Take the worldwide financial meltdown triggered by questionable practices of banking executives who thought they would never fail or be caught on their way to accumulating obscene wealth. They certainly left a lot of wreckage in their wake, so perhaps psychiatry should create new diagnostic entities of "Horrendous Hubris" and "Gargantuan Greed."
He doesn't cite the greed of a generation of people who overleveraged,  who didn't save for their own retirement or their kid's college or anything else-- I'm not talking about the poor, I'm talking about everyone who made TVs, DVDs, cars, boots that cost $200 but show up on the credit card statement as "$15/month"--made it so that stuff isn't considered luxury items.

No, he chooses the greedy bankers.  On the surface, it seems he's using this as an example of something psychiatry could easily pathologize, but doesn't-- ergo psychiatry is rigorous.  But that's all a ruse.  He picks this as an example of hubris not being a disorder so that he can label the bankers as greedy.  That's the purpose of this example.  Someone else's greed-- say, a gambler's, or someone who does not offend him-- that could be pathology, that could be bipolar.  So what he's showing you here is not the framework of normal vs. pathology, but how he gets to choose what to pathologize, and when.

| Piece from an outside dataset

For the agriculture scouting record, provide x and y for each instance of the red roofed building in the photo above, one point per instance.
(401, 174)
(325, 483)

My point is that the social retina of psychiatry does not perceive ordinary human traits and emotions such as normal sadness as pathologic behavior. But psychiatrists certainly are willing to intervene when people seek help on their own for problems such as depressive episodes that are disrupting their lives or are referred by physicians or brought in by family or friends who recognize the potential gravity of their afflictions.
Words are always and forever beautiful lies, the enemies of logic, when you hear them you should run away, seal your ears with wax or drown them out with a lyre's song, lest you be seduced to your death;  they don't tempt your body, they tempt your spirit, and no one can resist them. 

On the one hand psychiatry doesn't see normal sadness as pathology; on the other hand, psychiatry will intervene when someone else sees pathology.  So when, ultimately, does normal sadness constitute a disorder?  When someone says it does, that's when.  Ipse dixit.